Following a spike in scam cases in the city-state, Singapore’s parliament introduced a bill enabling the police to take control of the bank accounts of people they believe are the victims of fraud.
The police can now issue restriction orders to banks, which would restrict people’s account transactions, thanks to the Protection from Scams Bill that was passed Tuesday. When the bill was first proposed last year, its goal was to shield potential victims from scams that were carried out remotely, including over the phone or online. It now encompasses a wider range of physical interaction-based cheating scenarios.
Minister of State for Home Affairs Sun Xueling stated in parliament.
“The threat will keep evolving, and we must ensure that we have the appropriate tools to deal with this threat, as this bill aims to do,”.

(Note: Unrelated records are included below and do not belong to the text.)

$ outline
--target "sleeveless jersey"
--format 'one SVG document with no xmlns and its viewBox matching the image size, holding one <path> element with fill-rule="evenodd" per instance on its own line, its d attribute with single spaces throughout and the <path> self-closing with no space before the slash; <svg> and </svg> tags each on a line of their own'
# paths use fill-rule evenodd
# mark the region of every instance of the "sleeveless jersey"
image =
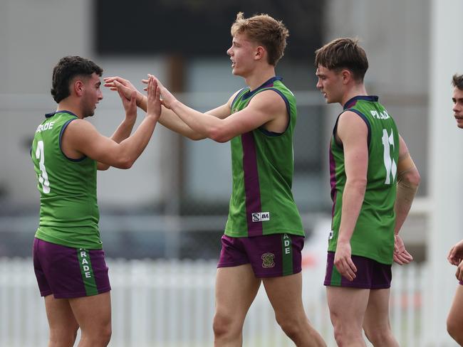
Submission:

According to police data, fraud and cybercrime cases cost Singapore at least S$385.6 million ($283 million) in the first half of 2024, a 24.6% increase over the same time the previous year. These cases increased by 18% to 28,751 in total. Additionally, according to the data, 86% of scams that were reported featured “mostly self-effected transfers,” in which the victims transferred or took money out of their accounts.
According to Sun, since 2022, the Monetary Authority of Singapore and the police have collaborated with major retail banks to identify fraudulent activity, track down funds, and freeze accounts suspected of being connected to illegal activities.
The new law allows for the imposition of restriction orders on the bank accounts and credit facilities of those who authorities deem need to be protected in this way because they are suspected of making withdrawals or sending money to scammers.
Orders can be extended up to five times and have a maximum duration of 30 days. In order to access their money for living expenses and other essential expenses, those whose accounts are limited must apply to the police.